Support for unstructured data files is provided through the following functionality:
Snowflake Scripting — Preview¶
With this release, we are pleased to announce a preview of Snowflake Scripting.
Snowflake Scripting is an extension to Snowflake SQL that adds support for procedural logic. You can use Snowflake Scripting to write stored procedures in SQL.
For more information, see the Snowflake Scripting Developer Guide.
Data Loading Updates¶
Snowpipe: Error Notifications for Snowflake Accounts on Amazon Web Services — Preview¶
With this release, we are pleased to announce a preview of error notifications for Snowpipe. When Snowpipe encounters errors while loading data from a staged file, this feature triggers a notification that describes the errors using cloud messaging, enabling further analysis of the data in the file.
Note
Currently, this feature is limited to Snowflake accounts hosted on Amazon Web Services (AWS). Pipe objects in an account can load data from files in any supported cloud storage service; however, Snowpipe can only push error notifications to Amazon Simple Notification Service.
Support for Snowflake accounts hosted on Google Cloud or Microsoft Azure and respective cloud messaging services is planned.

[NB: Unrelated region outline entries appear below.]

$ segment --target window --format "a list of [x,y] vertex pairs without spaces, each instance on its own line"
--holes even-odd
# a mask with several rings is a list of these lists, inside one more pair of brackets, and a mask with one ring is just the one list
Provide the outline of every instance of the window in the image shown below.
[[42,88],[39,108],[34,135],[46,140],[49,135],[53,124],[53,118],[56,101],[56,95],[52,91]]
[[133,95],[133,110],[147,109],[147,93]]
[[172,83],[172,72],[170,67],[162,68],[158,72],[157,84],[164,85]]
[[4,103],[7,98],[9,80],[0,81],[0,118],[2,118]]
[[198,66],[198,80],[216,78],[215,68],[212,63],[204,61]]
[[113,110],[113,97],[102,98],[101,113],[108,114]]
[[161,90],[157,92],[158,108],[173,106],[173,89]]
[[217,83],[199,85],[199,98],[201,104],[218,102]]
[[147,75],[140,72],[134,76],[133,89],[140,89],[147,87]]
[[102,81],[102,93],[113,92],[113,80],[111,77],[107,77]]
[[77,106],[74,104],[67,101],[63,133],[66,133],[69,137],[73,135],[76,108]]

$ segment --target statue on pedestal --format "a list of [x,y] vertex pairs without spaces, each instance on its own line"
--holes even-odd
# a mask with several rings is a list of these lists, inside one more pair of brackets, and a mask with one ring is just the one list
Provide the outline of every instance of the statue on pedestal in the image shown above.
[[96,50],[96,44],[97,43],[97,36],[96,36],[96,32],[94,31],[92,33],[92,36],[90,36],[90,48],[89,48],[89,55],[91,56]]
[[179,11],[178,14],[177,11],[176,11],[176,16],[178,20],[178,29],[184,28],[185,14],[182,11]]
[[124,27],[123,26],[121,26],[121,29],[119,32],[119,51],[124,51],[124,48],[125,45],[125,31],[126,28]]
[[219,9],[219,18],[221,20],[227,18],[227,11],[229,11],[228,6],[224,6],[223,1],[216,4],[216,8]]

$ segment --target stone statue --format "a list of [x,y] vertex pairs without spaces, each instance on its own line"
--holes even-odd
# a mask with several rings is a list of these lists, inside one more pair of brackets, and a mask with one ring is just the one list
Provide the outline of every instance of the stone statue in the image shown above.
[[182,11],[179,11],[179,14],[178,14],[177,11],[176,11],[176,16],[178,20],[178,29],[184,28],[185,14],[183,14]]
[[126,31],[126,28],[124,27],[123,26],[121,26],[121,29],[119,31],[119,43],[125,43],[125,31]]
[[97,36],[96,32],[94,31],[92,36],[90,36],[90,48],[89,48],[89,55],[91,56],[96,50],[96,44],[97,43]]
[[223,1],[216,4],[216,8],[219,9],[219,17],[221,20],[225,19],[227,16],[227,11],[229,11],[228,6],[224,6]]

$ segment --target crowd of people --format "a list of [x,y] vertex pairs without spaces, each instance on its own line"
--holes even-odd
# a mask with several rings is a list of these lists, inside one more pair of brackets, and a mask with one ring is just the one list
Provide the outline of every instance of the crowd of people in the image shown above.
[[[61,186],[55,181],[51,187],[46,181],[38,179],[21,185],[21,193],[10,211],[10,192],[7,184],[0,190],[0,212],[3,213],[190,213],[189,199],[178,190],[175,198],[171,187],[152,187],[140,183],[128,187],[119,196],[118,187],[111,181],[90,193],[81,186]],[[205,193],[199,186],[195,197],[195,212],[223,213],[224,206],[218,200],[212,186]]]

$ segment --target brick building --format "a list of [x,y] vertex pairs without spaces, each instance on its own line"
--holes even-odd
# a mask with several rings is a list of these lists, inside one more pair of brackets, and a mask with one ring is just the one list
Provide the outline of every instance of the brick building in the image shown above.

This feature supports calls to the Snowpipe REST API as well as automated (auto-ingest) Snowpipe using a cloud messaging service.
Preview features are intended for evaluation and testing purposes, and are not recommended for use in production.
Data Governance Updates¶
Masking Policy with Conditional Columns — General Availability¶
With this release, Snowflake is pleased to announce the general availability of conditional columns (i.e. arguments) as an optional configuration to the masking policy signature. When using conditional columns in the masking policy signature, the first column and its data type always specifies the column on which the masking policy expression operates (i.e. mask or unmask the data).
These additional columns can be included in the masking policy expression to determine whether the data in the first column should be masked or unmasked. Using conditional columns in a masking policy signature allows masking policy administrators more freedom when creating policy conditions to mask or unmask data.
For more information, see Understanding Column-level Security.
Web Interface Updates¶
New Web Interface: Copy History Dashboard — Preview¶
With this release, Snowflake introduces the Copies Over Time dashboard, which shows a 365-day view of the copy history for bulk data loads (i.e. using the COPY INTO <table> command) and Snowpipe. To view the copy history for all tables in your account, in the left navigation bar, click Compute » History » Copies.
You can also view the Copies Over Time page for a table. To view the dashboard, explore your database objects and select a table. On the table details page, click Copy History.
Note that the new web interface is currently in preview.